Financial Uncertainty and Asset Volatility Dynamics: Insights from an Extended Stochastic Volatility Model
Duysinx, Antoine
Promotor(s) : Hambuckers, Julien
Date of defense : 4-Sep-2023/8-Sep-2023 • Permalink : http://hdl.handle.net/2268.2/18665
Details
Title : | Financial Uncertainty and Asset Volatility Dynamics: Insights from an Extended Stochastic Volatility Model |
Translated title : | [fr] Incertitude financière et volatilité des actifs : perspectives issues d'un modèle de volatilité stochastique étendu |
Author : | Duysinx, Antoine |
Date of defense : | 4-Sep-2023/8-Sep-2023 |
Advisor(s) : | Hambuckers, Julien |
Committee's member(s) : | Ulm, Maren
Crucil, Romain |
Language : | English |
Keywords : | [en] Financial uncertainty [en] stochastic volatility model [en] volatility modelling [en] volatility forecasting [en] investor sentiment [en] daily financial uncertainty index [en] markov chain monte carlo [fr] incertitude financière [fr] volatilité |
Discipline(s) : | Business & economic sciences > Finance Business & economic sciences > Quantitative methods in economics & management |
Target public : | Researchers Professionals of domain Student |
Institution(s) : | Université de Liège, Liège, Belgique |
Degree: | Master en ingénieur de gestion, à finalité spécialisée en Financial Engineering |
Faculty: | Master thesis of the HEC-Ecole de gestion de l'Université de Liège |
Abstract
[en] This master’s thesis attempts to provide additional insights into the intricate relationship between financial uncertainty and asset volatility. Using the extended stochastic volatility model (SVX) of Ulm and Hambuckers (2022), we explore the effects of financial uncertainty on the conditional volatility of a diverse set of 12 financial assets. Our analysis is conducted over the period spanning from November 2017 to May 2023, and relies on a daily synthetic financial uncertainty index that we constructed by means of a principal component analysis. In our examination, we uncover that a higher financial uncertainty level generally reinforces volatility. However, this influence is heterogeneous in magnitude across the various categories of assets examined.

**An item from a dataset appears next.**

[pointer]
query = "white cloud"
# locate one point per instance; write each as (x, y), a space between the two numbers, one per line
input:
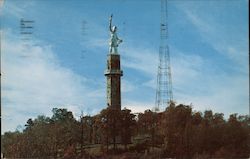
(33, 82)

Importantly, our study also unveils that a part of the effects of financial uncertainty is propagated to asset volatility through investor sentiment. Knowing that uncertainty rises sharply in times of market stress, our study also demonstrates that incorporating the financial uncertainty level substantially improves both in-sample and out-of-sample volatility modelling performance during these periods. Interestingly, this positive effect extends to normal market conditions as well, albeit to a lesser extent. This improvement also materializes in the construction of risk metrics that better capture tail events and extreme market conditions.